AceCoder: Utilizing Existing Code to Enhance Code Generation
Large Language Models (LLMs) have shown great success in code generation. LLMs take as the input a prompt and output the code. A key question is how to make prompts (i.e., Prompting Techniques). Existing prompting techniques are designed for natural language generation and have low accuracy in code generation. In this paper, we propose a new prompting technique named AceCoder. Our motivation is that code generation meets two unique challenges (i.e., requirement understanding and code implementation).

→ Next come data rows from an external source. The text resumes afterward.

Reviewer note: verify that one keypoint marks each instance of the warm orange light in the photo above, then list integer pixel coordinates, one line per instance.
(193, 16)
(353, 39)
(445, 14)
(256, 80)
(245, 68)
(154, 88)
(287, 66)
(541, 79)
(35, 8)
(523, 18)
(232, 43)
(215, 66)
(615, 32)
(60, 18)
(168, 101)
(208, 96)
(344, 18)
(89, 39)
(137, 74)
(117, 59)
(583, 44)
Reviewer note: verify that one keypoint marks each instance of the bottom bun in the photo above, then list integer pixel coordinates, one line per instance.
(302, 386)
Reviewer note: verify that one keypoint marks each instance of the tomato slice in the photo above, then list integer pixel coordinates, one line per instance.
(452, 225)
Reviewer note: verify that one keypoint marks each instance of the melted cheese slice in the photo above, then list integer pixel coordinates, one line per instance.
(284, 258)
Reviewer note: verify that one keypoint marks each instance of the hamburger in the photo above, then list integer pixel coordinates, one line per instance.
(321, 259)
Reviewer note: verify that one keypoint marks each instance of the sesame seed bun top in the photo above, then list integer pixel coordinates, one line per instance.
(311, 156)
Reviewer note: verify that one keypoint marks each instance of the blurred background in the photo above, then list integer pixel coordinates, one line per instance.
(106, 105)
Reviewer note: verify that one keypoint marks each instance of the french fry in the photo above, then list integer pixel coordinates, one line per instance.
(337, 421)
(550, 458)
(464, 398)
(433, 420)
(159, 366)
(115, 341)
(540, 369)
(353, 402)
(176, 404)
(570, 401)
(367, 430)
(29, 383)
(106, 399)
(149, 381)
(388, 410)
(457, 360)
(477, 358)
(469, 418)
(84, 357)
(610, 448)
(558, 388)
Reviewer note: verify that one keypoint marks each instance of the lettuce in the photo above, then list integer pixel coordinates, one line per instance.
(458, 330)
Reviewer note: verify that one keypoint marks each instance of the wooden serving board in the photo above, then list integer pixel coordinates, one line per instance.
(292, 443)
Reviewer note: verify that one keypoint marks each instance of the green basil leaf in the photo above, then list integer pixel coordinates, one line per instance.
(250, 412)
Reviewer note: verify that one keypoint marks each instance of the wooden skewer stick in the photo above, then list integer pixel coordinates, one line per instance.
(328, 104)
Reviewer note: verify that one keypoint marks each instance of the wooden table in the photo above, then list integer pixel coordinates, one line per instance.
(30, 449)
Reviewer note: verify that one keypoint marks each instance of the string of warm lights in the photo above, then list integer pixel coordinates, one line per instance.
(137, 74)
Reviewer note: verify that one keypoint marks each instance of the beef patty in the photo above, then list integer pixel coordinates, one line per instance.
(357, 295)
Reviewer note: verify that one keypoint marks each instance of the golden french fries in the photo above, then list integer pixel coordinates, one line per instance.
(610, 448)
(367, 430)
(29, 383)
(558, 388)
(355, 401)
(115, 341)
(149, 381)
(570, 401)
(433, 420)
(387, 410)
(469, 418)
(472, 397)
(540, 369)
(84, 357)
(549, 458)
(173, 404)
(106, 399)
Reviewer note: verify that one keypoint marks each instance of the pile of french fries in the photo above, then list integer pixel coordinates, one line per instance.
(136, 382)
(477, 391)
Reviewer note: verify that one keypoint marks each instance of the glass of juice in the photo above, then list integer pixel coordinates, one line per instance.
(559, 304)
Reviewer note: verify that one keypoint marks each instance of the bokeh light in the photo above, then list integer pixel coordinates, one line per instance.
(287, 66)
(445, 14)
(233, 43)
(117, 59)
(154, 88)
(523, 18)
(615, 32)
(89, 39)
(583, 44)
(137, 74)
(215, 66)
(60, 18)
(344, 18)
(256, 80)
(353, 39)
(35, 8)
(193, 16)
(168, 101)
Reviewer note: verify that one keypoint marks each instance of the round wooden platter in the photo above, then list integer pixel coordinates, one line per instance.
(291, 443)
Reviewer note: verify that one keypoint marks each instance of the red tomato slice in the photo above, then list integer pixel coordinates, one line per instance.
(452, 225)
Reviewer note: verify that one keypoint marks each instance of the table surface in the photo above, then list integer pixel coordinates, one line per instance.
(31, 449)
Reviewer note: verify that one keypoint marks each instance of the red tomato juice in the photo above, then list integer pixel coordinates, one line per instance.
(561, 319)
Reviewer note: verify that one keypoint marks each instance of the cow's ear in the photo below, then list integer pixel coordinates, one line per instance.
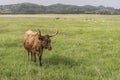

AceCoder contains two novel mechanisms (i.e., guided code generation and example retrieval) to solve these challenges. (1) Guided code generation asks LLMs first to analyze requirements and output an intermediate preliminary (e.g., test cases). The preliminary is used to clarify requirements and tell LLMs "what to write". (2) Example retrieval selects similar programs as examples in prompts, which provide lots of relevant content (e.g., algorithms, APIs) and teach LLMs "how to write". We apply AceCoder to three LLMs (e.g., Codex) and evaluate it on three public benchmarks using the Pass@k. Results show that AceCoder can significantly improve the performance of LLMs on code generation. (1) In terms of Pass@1, AceCoder outperforms the state-of-the-art baseline by up to 56.4% in MBPP, 70.7% in MBJP, and 88.4% in MBJSP. (2) AceCoder is effective in LLMs with different sizes (i.e., 6B to 13B) and different languages (i.e., Python, Java, and JavaScript). (3) Human evaluation shows human developers prefer programs from AceCoder.